The Hemp Connection + women's health tips

Talking your PCOS down out of a tree

Last month I had the opportunity to spend a week with 5 women with PCOS at Green Mountain at Fox Run's first ever PCOS week. I learned a tremendous amount from them, maybe even more than I went to teach to them, about the syndrome.

One of the most important insights I gained, was why it can be so difficult to lose weight once you've decided to change your eating and exercise habits.

Insulin has a lot to do with it.

Your body is constantly taking in data, recording the temperature, the light level, energy levels, etc., and adjusting itself to be able to meet the demands of the situations it's recording. When it comes to hormones, it often records and hangs on to information from weeks before. It's as if it wants to be sure it's ready to handle the worst case scenario it's going to have to be asked to deal with. So…if you've been binge eating, and you've changed your habits, information it's taken in about that binge, if it occurred in your recent past, is still in the database. Your body is likely to want to make more insulin than it currently needs, just in case it's asked to have to handle a binge session like one it remembers you engaged in.

If you continue your new eating habits, consistently, that will register positively, your body will trust that it needs to make less insulin, and your lab values will improve.

The challenging part is being patient with your body while the new data has a chance to be recorded and acted on.

If you've got high insulin levels and all of a sudden you decide to go on a diet, or exercise at high levels, the insulin levels won't automatically adjust. It can be very easy to create a hypoglycemic state if you take on too much too soon. And, as your blood sugar levels drop, your hunger and carbohydrate cravings are likely going to be triggered to correct the situation.

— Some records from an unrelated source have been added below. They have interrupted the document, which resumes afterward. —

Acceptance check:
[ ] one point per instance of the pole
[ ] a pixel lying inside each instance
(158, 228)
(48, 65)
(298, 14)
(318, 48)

Hypoglycemia is a stressful situation for the body, so when this scenario kicks in, it also triggers the release of stress hormones. Cortisol, one of the major stress hormones, is made with cholesterol. As are estrogen, testosterone, and progesterone. If choices you are making are demanding of the body that it makes more cortisol, it's going to be hard for it to make the other three hormones in the proper proportions.

The other thing that is common with PCOS is an intelligent, driven, all-or-nothing tending personality. When you decide to take on diet and exercise, it can be in an extreme fashion. When weight doesn't come off as planned, you can be very hard on yourself, raising your stress levels, possibly bingeing out of frustration.

And thus the cycle starts, all over again.

Hence the title of this post. How do you back yourself out of such a situation?

Ohhhh…you all are going to hate this, but the key word is"moderation". Be gentle with yourself. Rather than taking on an extreme exercise plan and a rigid diet, focus on small simple changes and working to turn them into habits. Be patient. Understand that the changes you're implementing on the outside take time to be registered by your internal hormone control systems.

Probably key? Remember this: THE DAYS YOU FEEL THE LEAST LIKE STICKING WITH YOUR NEW HABITS ARE THE DAYS IT IS MOST IMPORTANT TO DO JUST THAT. It's tempting to blame a bad day on something you've done, to take it personally, rather than let your body do what it does best when it's not interfered with. By bingeing and not exercising on a day you feel badly, you prolong the time it's going to take to get things back into balance.